A total of 2,742 coronavirus cases have been found in schools in the four weeks since rapid testing began. A week ago, the figure stood at 2,283, meaning 459 new cases were found in the past week.
Minister of Education and Research Liina Kersna (Reform) says the number of positive tests has been decreasing on a weekly basis, since testing in schools began, and recommends testing now be confined to unvaccinated students and teachers, and those who have recovered from the virus.
Kersna said: "Studies show that vaccinated young people between the ages of 12 and 15 get up to ten times less frequently, and those between the ages of 16 and 19 up to five times less frequently, than their non-vaccinated peers."
The breakdown between students and teaching and other staff stood at 2,405 and 337 respectively, as of Saturday.
This week's figure comes to 392 pupils, down from 922 in week one, 584 in week two and 507 in week three.
Among teaching staff and other school employees, 61 tested positive this week, compared with 117 in week one, 90 in week two and 69 in week three.
The number of schools submitting responses is the same as last week.
One Tallinn school posted 17 positive cases among pupils this week, while five other schools reported 10 or more positive test results among the student body.
319 schools, 67 percent of respondents, reported no new cases, compared with 283 (58 percent) last week.
A total of 478 general education schools – 92.5 percent of the total nationwide – responded to the survey.
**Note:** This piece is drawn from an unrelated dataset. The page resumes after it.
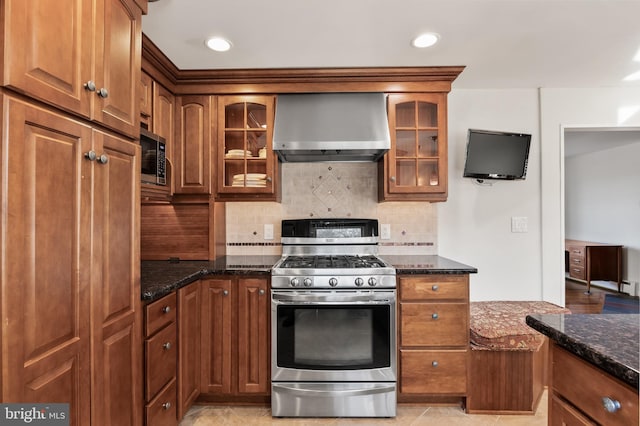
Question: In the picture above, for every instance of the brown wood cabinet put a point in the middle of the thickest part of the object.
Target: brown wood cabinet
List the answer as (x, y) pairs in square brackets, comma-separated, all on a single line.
[(247, 168), (146, 100), (589, 261), (433, 336), (71, 290), (63, 56), (189, 346), (192, 154), (161, 358), (235, 339), (580, 391), (415, 168)]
Of these 478 schools, 119,778 pupils and 20,294 employees tested this week, just under half of them in school only – much the same as was the case last week. Of the remainder, testing was done either at home – with parental supervision where needed – or in a combination of both venues.
The requirement to test three times per week was eased last week to two times, though nonetheless 79 schools said they tested three times still, 372 said they carried out two tests and the remaining 26 tested once. One school which responded to the survey said pupils were not tested at all this past week.
When self-testing at home, a positive test result from a student is not definitive and requires confirmation from a healthcare professional.
Both the rapid testing, which is provided to schools free-of-charge, and the feedback survey have been conducted each week since November 1, when schools returned after the half-term break and amid soaring Covid rates generally at the time.
Kersna said that in the next week, test kits will be sent to schools on the assumption that two tests per week will be conducted, among unvaccinated pupils and those who have recovered from a previous bout with Covid.
More frequent testing is viable, but a school must purchase the test kits themselves.
The program is set to continue to February, as things stand.